From what I understand you can ship a firearm to yourself. However, don't believe that breaking a gun into parts is a way to circumvent the law. You can ship the barrel to anyone you want. The receiver is the "part" that the ATF has a problem with. Ed
(B10) May a nonlicensee ship firearms interstate for his or her use in hunting or other lawful activity?
Yes. A person may ship a firearm to himself or herself in care of another person in the state where he or she intends to hunt or engage in any other lawful activity. The package should be addressed to the owner. Persons other than the owner should not open the package and take possession of the firearm.
I know shipping a gun to yourself is OK, and not allowed in Canada makes sense to me as well, but is it OK to do in California??? I know that they have some tight laws that do not apply to the other 49 states. 682liny has noted that he might want to send gun to some relative there as well. Break-em all.I don't know that one, but would like to as well. Jeff
Bill Gardner Don,t you thing the BATF has figured out the GUN PARTS thing . The only part they care about is the receiver . The receiver is the gun . If you keep shipping (gun parts) to other people sooner or later you will get nailed for it .
People would ship their guns to the Grand. They had a security area that accepted the parcel and it was kept in a secured area. One year UPS went on strike and that really fouled things up for some guys.
There are a couple of scenarios here. You can ship long guns to self via USPS. You can ship via USPS to a gunsmith (Liab's for ex) for repair. Transfers of ownership are different, requiring shipment to a FFL, who in turn transfers the firearm to the new owner. Guy
#1. Well, I wanted to verify this, so I called the Post Office. They told me that they are not supposed to deliver mail to an address if the name on the package does not agree with the name on their record for that residence. They said that, if it is addressed to someone other than the resident, it MUST be addressed to that person "in care of" or "c/o" the legal resident.
I told them that sometimes I receive mail that doesn't have my name on it, and the lady said that if it is addressed to someone else they aren't "supposed" to deliver it.
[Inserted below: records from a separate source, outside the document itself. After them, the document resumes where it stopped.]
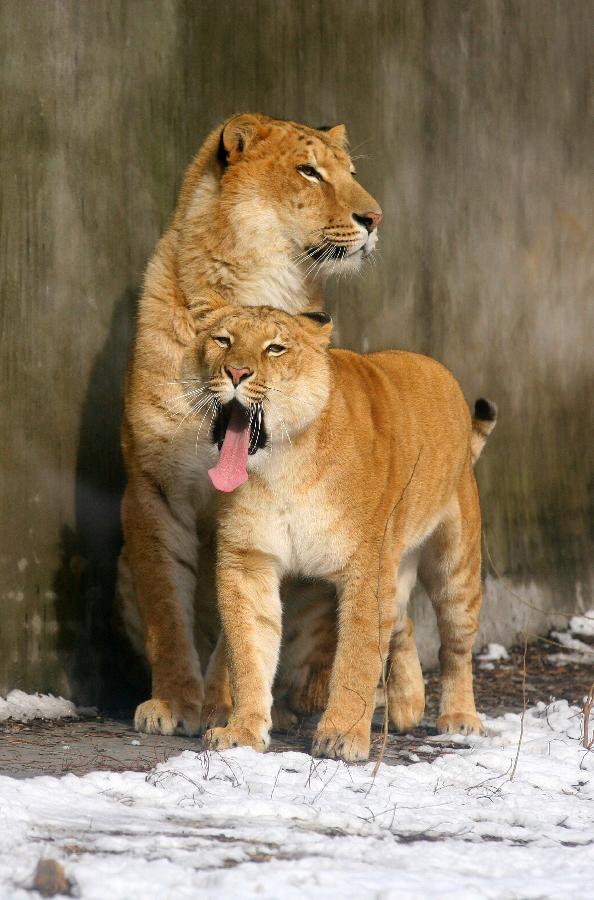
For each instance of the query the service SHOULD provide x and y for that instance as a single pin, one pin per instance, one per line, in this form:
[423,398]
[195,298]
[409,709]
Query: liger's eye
[275,349]
[310,172]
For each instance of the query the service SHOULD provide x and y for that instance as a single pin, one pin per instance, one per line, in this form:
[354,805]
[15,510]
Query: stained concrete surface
[470,121]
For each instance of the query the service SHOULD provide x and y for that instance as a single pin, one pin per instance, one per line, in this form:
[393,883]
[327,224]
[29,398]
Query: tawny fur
[367,476]
[244,221]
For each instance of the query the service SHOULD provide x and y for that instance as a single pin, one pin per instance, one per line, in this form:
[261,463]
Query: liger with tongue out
[230,471]
[376,477]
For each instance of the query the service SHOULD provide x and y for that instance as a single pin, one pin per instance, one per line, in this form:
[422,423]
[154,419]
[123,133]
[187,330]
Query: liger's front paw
[460,723]
[234,736]
[167,717]
[351,745]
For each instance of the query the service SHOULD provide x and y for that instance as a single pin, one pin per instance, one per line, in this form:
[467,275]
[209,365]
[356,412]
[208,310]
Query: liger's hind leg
[450,569]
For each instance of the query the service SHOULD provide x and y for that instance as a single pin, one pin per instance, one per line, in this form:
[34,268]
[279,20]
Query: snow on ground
[493,652]
[25,707]
[580,651]
[282,825]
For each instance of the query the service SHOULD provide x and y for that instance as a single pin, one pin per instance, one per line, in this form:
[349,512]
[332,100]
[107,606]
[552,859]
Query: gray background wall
[474,126]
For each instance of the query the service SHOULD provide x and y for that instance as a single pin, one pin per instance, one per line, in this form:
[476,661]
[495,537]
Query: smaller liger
[353,468]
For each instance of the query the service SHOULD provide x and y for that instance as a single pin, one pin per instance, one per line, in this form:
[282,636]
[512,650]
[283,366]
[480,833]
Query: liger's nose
[370,220]
[238,375]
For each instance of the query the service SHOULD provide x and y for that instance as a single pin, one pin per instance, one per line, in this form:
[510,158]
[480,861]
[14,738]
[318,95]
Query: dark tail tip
[485,410]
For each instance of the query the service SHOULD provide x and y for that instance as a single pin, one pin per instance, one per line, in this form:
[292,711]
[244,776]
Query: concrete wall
[472,123]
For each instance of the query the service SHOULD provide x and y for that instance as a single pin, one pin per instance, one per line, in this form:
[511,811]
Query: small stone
[50,879]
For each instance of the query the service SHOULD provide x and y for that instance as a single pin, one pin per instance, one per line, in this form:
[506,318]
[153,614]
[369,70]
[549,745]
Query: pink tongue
[230,471]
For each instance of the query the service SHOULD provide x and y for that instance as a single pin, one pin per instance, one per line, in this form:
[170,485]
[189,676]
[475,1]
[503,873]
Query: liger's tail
[483,423]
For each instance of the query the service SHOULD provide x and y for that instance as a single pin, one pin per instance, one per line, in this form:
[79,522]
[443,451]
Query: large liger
[353,468]
[265,207]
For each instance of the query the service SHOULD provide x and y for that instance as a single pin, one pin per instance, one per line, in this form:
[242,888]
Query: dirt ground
[55,748]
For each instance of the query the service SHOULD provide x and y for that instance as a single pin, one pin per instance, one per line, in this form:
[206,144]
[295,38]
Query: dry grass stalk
[588,741]
[524,702]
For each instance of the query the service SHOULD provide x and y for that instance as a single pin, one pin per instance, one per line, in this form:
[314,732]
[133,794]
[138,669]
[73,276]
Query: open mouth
[326,252]
[238,432]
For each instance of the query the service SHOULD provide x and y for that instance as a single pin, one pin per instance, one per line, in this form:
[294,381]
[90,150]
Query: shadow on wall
[99,664]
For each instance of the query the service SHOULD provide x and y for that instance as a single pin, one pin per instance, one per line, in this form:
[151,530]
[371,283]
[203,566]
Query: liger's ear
[339,136]
[237,134]
[322,325]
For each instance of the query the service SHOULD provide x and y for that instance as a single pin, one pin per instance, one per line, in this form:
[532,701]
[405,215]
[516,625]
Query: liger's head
[285,185]
[268,373]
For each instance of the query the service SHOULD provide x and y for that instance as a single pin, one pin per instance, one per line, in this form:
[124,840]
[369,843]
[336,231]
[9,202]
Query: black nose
[238,375]
[369,220]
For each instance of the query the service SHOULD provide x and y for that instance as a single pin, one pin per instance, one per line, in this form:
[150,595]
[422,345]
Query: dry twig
[588,741]
[524,702]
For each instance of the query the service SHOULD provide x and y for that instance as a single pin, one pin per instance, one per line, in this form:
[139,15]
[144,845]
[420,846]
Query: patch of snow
[580,652]
[24,707]
[583,625]
[240,824]
[493,652]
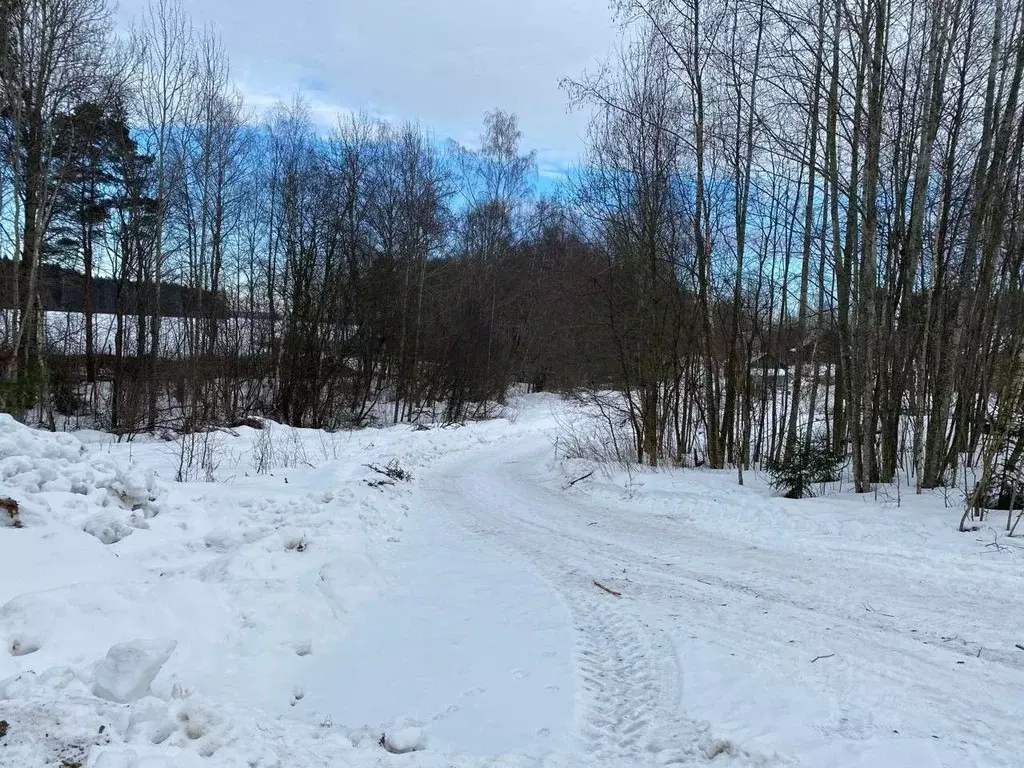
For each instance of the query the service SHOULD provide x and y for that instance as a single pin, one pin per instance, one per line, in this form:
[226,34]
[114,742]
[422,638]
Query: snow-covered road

She admitted that they probably don't always catch every piece. Also, you could address it to "resident" and not include any name. That is meant for mass mailers who want everyone in a certain area to receive mail. However, I'm not sure I'd want to do that.
So, if you are correct that Federal law forbids mailing a gun to an address "in care of" (I could not verify this), and Postal Regulations do not allow them to deliver to someone other than the legal resident (I did verify this via the Post Office), where does that leave us?
#3. What Federal law says this?
#4. I'm not shipping the gun for sale so there doesn't appear to be any requirement for a FFL transfer. I'm doing a private sale of a gun that is already in the same state as the purchaser. If I take my gun out of state I can make a private sale without a FFL.
I stand corrected about item #1, appearently "in care of" is accepatable.
My point on item 3 comes from Mr. Potosky's reference that says only the addressee should open the package.
#4- You said you were selling the gun to your BIL.....you must go through an FFL to do so....and YOU must take it to the FFL (or send it) since you are the addressee/owner.
Unless of course he is a resident of the the same state as you in which case you are home free......if it weren't for the pesky fact that he is not the addressee on the package.